An in-law unit can provide peace-of-mind and convenient housing for aging parents. Creating one takes planning and understanding. What they all have in common is their preferred location on the ground floor for accessibility and their added sales appeal – generally they increase property value.
What should the in-law unit include? It’s important that this new living space provides privacy and independence for all. Most experts say it should have a private bathroom and a door that separates it from the rest of the home. Some suggest that it should also have a separate entrance and kitchen, especially if the living situation will be long-term.
Check building codes
Check with your city on building area codes before you begin because this can limit what you can do with your addition. Most zoning rules limit additions to having a bedroom, bath, sitting area and kitchenette. Adding a kitchen or creating a free-standing unit makes it an ADU (Accessory Dwelling Unit) which is considered rentable—this makes your home no longer a single-family home and requires separate permits.
Assess your home to determine the best possible space for the in-law unit. You can transform your garage or porch area to an enclosed dwelling.

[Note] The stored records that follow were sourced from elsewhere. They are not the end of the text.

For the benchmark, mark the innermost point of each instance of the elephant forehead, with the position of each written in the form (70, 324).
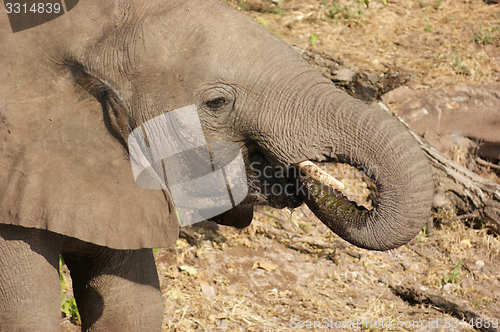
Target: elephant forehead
(211, 42)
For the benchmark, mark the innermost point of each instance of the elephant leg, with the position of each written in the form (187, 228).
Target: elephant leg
(30, 290)
(115, 290)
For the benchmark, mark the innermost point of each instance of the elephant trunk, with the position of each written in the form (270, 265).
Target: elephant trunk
(376, 143)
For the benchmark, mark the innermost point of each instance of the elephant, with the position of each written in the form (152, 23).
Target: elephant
(74, 89)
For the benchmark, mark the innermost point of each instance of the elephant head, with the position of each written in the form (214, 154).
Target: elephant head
(74, 89)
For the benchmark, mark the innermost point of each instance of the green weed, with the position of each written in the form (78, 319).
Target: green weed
(486, 36)
(346, 13)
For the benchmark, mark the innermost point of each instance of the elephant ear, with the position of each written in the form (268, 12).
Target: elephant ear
(62, 170)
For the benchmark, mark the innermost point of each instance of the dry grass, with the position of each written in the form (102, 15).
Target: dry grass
(440, 42)
(312, 275)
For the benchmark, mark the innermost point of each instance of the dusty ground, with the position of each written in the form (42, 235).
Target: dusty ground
(287, 270)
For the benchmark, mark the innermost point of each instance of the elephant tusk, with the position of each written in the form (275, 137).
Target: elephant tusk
(309, 168)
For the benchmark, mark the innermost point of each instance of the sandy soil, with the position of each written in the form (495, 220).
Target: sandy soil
(288, 271)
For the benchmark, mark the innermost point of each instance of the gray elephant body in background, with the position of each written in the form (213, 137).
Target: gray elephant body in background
(73, 89)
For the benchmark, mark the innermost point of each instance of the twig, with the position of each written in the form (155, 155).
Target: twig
(485, 163)
(459, 311)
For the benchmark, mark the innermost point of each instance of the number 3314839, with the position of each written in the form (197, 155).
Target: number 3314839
(36, 8)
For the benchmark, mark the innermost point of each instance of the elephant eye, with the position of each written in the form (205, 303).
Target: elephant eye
(217, 103)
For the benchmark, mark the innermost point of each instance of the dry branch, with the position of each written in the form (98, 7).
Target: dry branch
(458, 311)
(463, 190)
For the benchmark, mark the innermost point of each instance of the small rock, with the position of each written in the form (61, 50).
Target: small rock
(448, 287)
(207, 290)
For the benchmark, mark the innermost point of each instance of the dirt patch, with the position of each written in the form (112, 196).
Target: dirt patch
(287, 270)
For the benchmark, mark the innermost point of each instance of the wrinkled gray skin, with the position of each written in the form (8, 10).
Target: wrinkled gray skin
(73, 89)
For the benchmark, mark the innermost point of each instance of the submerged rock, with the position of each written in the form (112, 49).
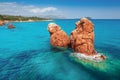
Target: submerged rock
(82, 38)
(58, 37)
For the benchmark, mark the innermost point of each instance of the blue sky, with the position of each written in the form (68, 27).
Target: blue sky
(108, 9)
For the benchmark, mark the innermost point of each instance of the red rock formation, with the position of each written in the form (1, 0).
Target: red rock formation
(82, 38)
(2, 23)
(57, 36)
(11, 26)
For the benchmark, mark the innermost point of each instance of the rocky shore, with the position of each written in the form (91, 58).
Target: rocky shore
(58, 37)
(81, 40)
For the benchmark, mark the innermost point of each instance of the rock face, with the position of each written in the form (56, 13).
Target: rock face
(57, 36)
(82, 38)
(11, 26)
(2, 23)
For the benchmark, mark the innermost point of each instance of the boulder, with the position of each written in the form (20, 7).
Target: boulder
(82, 38)
(2, 23)
(11, 26)
(58, 37)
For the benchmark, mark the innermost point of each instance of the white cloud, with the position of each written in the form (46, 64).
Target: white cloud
(13, 8)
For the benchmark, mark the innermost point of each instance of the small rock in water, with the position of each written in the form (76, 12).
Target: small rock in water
(11, 26)
(58, 37)
(82, 38)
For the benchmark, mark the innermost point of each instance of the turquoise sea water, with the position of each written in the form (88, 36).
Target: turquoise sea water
(26, 54)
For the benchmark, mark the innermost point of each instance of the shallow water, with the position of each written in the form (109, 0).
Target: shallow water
(26, 54)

If you’re looking to create a new addition to your house, look for an area along the first floor next to a room that is underutilized and is near an existing bathroom. Install separate light, heat, and air-conditioning controls as well as smoke, fire, and carbon monoxide detectors.
Plan for your occupants
When planning for your addition, keep the ones who will be living there in mind. Will they need wider doors and hallways? Assisted baths with lever handles and stylish guardrails? No slip-flooring and no-curb showers? Even if your parents or in-laws are physically active now, they may need help from time to time in the future.
Having a parent move in with you may seem daunting at first, but many families say it’s been a blessing and wish they’d done it sooner.